How many cases of Flu does the vaccine prevent? But it prevents some, so we get them.

So how many rapes, robberies, assaults, and thefts do guns prevent. I don’t know. We know they prevent some. The criminals told us that much through Kleck. Kleck used an extrapolation to come up with a number. Perhaps he’s right. Perhaps he’s wrong, and it only prevents a million a year. But are we comfortable deciding that only the guns that are used to kill someone in self defense are to be counted? How about the homeowner who is seen through the windows walking through her house with a shotgun after hearing a noise and it frightens the criminals away?

I don’t deny that people can and do abuse the weapon. I don’t deny that people abuse pain medications. I don’t want to ban pain meds, and don’t support it. Because there are lots of people who really NEED that medication for severe pain. Is addiction a problem? Yes. Is overdosing a problem? Yes. Is pain a problem? You bet your ass it is.

I am willing to accept extrapolated numbers. We accept them in the number of women who were raped, even though that number is higher than actually reported rapes.

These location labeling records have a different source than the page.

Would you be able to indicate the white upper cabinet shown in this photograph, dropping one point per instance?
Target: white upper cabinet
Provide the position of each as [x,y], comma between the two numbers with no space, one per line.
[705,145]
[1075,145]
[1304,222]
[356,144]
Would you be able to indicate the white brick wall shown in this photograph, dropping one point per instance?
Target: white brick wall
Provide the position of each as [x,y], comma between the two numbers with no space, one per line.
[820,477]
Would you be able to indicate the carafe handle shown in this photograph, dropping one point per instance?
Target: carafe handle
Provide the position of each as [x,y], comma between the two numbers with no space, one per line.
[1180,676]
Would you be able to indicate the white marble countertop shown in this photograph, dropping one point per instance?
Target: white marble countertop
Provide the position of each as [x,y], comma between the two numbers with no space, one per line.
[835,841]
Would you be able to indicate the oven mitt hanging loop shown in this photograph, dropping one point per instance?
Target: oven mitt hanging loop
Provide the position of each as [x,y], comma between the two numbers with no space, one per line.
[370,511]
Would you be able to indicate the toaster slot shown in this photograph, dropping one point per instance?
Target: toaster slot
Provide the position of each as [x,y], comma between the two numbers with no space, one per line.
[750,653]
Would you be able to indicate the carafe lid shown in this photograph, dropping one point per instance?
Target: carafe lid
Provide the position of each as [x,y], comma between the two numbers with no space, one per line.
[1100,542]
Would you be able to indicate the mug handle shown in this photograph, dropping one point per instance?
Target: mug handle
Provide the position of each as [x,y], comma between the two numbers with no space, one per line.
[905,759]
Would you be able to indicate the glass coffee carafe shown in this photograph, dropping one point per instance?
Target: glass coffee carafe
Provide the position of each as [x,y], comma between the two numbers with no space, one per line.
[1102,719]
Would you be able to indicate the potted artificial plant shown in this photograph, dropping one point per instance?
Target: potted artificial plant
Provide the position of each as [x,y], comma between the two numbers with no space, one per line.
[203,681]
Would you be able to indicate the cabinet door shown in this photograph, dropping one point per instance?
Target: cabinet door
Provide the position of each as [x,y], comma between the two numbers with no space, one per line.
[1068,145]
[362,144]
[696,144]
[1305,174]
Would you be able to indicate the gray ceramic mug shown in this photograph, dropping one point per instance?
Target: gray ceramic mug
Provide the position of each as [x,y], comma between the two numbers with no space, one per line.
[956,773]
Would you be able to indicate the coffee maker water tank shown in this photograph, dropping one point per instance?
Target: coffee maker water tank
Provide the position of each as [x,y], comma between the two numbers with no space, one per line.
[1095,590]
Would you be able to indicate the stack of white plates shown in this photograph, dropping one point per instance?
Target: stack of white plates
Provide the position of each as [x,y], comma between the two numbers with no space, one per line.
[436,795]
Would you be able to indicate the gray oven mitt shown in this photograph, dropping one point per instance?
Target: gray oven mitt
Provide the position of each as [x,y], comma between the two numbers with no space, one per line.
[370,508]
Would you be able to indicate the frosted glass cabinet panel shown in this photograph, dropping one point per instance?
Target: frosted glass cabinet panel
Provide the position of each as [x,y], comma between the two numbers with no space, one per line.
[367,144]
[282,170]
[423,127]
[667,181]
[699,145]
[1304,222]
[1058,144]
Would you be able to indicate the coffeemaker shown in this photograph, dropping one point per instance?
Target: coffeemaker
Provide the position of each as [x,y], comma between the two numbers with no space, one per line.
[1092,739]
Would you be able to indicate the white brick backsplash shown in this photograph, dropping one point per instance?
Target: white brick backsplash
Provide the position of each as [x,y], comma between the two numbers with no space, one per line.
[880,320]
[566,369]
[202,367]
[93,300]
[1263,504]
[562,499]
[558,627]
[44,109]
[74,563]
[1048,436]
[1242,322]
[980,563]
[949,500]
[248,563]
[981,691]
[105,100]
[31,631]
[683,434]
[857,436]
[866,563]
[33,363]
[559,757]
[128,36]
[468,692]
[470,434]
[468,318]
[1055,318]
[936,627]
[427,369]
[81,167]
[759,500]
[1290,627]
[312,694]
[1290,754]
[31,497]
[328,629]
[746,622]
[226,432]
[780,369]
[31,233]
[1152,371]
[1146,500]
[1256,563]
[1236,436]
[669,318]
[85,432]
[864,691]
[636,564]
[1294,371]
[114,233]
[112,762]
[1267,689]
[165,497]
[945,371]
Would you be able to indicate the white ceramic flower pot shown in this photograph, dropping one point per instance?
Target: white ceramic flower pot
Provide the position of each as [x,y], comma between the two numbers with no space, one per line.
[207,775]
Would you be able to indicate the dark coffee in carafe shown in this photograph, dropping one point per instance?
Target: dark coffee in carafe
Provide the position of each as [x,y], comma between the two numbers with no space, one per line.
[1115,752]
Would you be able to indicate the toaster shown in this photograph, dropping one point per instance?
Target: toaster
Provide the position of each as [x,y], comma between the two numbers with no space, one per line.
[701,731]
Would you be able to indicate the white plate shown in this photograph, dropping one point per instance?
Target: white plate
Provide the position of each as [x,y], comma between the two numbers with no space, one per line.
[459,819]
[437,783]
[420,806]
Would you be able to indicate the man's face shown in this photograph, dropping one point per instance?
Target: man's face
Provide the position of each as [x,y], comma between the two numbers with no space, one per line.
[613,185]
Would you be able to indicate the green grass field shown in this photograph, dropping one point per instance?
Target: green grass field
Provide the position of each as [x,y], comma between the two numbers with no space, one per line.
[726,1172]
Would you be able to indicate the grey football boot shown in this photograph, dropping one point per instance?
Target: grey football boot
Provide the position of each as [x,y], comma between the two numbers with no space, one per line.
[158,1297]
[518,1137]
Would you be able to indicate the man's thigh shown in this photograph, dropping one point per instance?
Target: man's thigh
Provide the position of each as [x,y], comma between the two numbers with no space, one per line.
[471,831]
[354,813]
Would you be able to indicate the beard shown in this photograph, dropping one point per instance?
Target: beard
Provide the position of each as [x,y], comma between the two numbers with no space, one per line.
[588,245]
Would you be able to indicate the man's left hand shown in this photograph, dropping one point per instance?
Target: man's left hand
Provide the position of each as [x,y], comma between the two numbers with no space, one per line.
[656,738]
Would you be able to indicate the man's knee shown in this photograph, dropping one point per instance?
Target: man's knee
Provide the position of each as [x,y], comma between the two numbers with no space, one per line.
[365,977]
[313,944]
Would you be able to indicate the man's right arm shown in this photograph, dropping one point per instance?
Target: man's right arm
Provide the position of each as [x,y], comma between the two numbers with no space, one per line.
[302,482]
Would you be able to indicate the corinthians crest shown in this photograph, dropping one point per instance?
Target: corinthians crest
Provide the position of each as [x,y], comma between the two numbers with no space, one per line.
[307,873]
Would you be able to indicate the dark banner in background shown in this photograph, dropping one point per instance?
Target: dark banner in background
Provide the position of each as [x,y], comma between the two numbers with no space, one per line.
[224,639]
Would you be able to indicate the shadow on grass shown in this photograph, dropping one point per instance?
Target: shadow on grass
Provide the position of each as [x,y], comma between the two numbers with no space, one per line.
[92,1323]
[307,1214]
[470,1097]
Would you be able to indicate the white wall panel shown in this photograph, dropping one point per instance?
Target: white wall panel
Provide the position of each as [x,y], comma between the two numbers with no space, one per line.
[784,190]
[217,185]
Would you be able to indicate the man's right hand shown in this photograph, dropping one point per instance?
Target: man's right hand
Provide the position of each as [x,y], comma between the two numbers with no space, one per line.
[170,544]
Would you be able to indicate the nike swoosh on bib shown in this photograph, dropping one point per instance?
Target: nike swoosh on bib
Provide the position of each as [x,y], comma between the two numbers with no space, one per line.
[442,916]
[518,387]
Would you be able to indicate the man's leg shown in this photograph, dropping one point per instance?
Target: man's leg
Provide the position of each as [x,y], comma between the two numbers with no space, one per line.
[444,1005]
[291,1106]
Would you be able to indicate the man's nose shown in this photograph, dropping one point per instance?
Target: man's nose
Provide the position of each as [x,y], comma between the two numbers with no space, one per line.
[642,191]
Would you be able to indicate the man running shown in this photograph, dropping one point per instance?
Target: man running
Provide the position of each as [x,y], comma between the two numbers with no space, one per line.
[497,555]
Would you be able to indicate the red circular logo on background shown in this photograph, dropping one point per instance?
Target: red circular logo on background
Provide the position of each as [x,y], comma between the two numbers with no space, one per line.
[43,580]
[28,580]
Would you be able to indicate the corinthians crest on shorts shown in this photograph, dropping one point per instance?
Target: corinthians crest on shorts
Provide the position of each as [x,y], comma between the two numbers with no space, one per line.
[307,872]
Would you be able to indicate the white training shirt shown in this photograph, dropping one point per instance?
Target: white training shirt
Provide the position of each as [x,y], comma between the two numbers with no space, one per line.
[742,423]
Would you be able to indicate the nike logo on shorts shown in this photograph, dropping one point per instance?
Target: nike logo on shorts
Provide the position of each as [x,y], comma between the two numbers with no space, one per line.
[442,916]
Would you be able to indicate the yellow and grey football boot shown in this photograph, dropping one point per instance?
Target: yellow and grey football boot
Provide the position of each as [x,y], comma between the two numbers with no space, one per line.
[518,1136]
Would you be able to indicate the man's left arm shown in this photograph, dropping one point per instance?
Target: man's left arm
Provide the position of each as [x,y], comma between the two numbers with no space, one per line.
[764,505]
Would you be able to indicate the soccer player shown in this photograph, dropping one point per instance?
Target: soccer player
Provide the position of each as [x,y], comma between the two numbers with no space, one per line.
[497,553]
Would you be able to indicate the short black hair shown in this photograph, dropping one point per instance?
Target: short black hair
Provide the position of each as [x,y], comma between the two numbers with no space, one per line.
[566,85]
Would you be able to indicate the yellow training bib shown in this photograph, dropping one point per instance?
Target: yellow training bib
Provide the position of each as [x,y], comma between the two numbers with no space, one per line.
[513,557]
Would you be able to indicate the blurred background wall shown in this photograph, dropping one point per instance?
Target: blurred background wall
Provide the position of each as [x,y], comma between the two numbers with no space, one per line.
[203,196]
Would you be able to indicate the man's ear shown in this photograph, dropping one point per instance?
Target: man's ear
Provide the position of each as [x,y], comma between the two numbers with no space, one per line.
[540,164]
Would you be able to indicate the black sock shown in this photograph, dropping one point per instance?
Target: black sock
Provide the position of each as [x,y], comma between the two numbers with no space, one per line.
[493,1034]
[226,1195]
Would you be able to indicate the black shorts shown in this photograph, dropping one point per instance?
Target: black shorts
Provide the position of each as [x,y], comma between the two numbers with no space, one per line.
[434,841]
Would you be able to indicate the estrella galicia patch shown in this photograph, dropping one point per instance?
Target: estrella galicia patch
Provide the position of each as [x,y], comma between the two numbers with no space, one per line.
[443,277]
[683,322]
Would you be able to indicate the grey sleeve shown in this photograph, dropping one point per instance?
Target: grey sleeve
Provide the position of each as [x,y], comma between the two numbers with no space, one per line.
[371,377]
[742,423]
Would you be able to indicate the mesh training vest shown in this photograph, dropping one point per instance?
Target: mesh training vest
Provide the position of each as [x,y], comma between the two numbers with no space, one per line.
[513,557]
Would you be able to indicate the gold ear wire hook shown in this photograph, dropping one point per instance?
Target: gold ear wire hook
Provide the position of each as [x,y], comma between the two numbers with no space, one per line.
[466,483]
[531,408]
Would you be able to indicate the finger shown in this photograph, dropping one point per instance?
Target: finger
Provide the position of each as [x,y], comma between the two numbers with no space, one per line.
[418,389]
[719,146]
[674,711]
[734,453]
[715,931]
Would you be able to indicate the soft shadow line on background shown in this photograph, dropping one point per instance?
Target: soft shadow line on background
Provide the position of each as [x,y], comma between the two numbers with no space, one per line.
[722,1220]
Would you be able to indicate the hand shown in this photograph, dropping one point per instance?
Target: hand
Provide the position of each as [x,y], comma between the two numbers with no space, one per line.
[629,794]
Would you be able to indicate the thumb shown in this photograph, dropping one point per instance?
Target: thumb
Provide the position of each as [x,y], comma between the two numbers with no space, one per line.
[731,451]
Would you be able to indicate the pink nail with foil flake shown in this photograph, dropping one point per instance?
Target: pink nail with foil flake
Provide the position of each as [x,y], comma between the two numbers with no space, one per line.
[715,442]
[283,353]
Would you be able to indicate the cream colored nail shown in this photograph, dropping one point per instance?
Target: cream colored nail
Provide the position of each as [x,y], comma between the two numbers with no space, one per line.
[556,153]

I am willing to accept that some women do not come forward to file a report, for any number of reasons. I am willing to accept a lot of extrapolated numbers, including police misconduct. A survey showed that cops were lying in roughly one case out of five every day. The survey was conducted of lawyers and judges. People who deal with the courts every day in other words. Perhaps it is that often, perhaps not. We know it is happening, and we know that every single lie told by cops is not caught. But those who argue that police misconduct is not a real issue only want to admit the convictions as proof of wrongdoing. Convictions, not charges, not complaints.

That is like saying that the only murders that happened are ones where the baddie is convicted. Or like arguing that only the rapes that result in a conviction should be counted. We would never stand for that would we?

So how many times are guns used defensively? I don’t know. I don’t know how many times a day a criminal decides not to rob a man, or woman, because they might be armed. I don’t know how many times a woman isn’t raped because she might have a gun. I don’t know how many times a carjacking doesn’t happen because the owner of the car looks like he might be armed. I don’t know how many times someone pulls their pistol and then doesn’t report it because the baddie flees and they didn’t get a good look and don’t want to deal with the cops so they don’t report it. I don’t even know how many rapes happen every year, no one does, because all of them are not reported. I do believe that the total number is larger than the actual reports. I just don’t know how much larger.
None of which addresses my point. If guns are used defensively 2.4 million times a year where are the bad guys with bullet holes?

None of which addresses MY point: when did WE become responsible for YOUR assumptions, and who died and left YOU in charge of setting discussion parameters?
Logical thought really pisses you emotional types off doesn't it.

Well, if any logical thought ever turns up, I'll let you know.
 
Center for DISEASE Control

Investigating guns......
Not investigating transgender.....

One is a guaranteed right the other is a debilitating mental disorder.

Hmmmm
Interesting thought. Being who you want to be is definitely a right, but I never thought of gun ownership as a mental disorder before.

"Being who you want to be" is NOT a right. I want to be Wonder Woman, but for some reason, I just can't find that magic lasso.
Then you need to look harder.

No, you need to think harder, because you're seriously falling short.